There are other problems with the movie, maybe — the powers are inconsistent and sometimes the movie seems to be willfully plotty even when it betrays characters or logic. The Infinity Stones seem to do specific things until they don’t? Thanos’ master plan is somehow both genuinely sympathetic and really dumb — there are better ways to achieve what he wants to achieve, unless you assume he is just a narcissistic genocidal maniac who is lying to himself about that (and by the way that works for me, I buy that). But those problems are small in the face of what is a movie that gets so much right about the big, bursting bad-assery of a comic-book cross-over event.

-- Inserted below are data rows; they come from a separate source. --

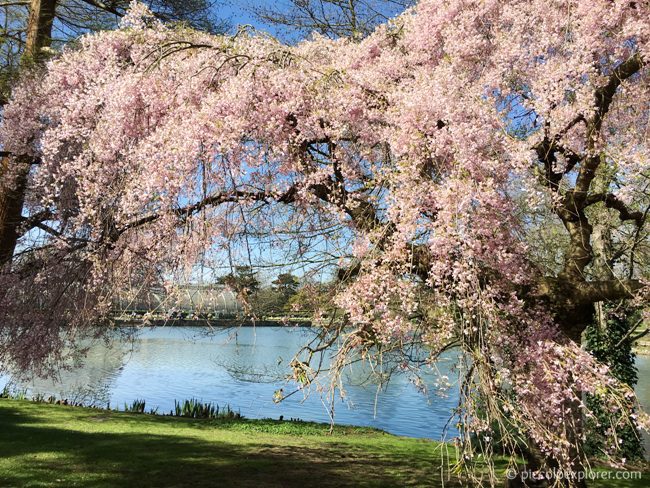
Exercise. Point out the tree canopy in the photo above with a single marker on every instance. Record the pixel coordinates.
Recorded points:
(423, 156)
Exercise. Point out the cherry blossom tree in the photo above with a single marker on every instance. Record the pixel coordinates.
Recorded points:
(424, 155)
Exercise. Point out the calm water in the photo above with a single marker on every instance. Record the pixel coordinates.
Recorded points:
(243, 368)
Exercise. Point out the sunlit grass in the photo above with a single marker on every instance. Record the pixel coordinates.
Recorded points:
(54, 445)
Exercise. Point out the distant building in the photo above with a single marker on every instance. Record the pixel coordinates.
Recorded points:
(214, 301)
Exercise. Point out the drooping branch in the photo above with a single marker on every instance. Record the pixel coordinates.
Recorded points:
(601, 291)
(611, 201)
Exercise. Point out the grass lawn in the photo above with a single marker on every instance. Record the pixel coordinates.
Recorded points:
(53, 445)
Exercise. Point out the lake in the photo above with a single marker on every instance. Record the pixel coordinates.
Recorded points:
(243, 368)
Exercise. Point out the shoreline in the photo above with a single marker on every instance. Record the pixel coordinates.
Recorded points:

But I miss that denouement. That’s where it gets me. That’s where the movie hurt me. For 95% of it, I was in love. For that last 5%, I felt sad and upset and mostly still feel that way now. I don’t know if that was intentional or not. If it was — then, hey, here’s my applause. I don’t like feeling that way but I also appreciate a film that wants me to feel that way and achieves it. But a part of me worries that it’s really just down to marketing — they didn’t want to tell us it was Part One of Two, meaning, the reason we get no denouement is less a willful narrative choice and more because it’s really one half of a movie and they just didn’t wanna tell us. Which means maybe this bit, from this article, wasn’t entirely true:
Two months ago, the Russo brothers told the Uproxx site that the third and fourth Avengers were being retitled in part to clarify that the films would be two separate films rather than one large film split in half.
I loved the movie. I hated the movie. Which is the sign of something interesting, I think. It is a remarkable achievement, if a troubled one, and needless to say I am gnashing my teeth for the next one to find out how our Heroic Resistance undoes the horrors of Purple Space Trump.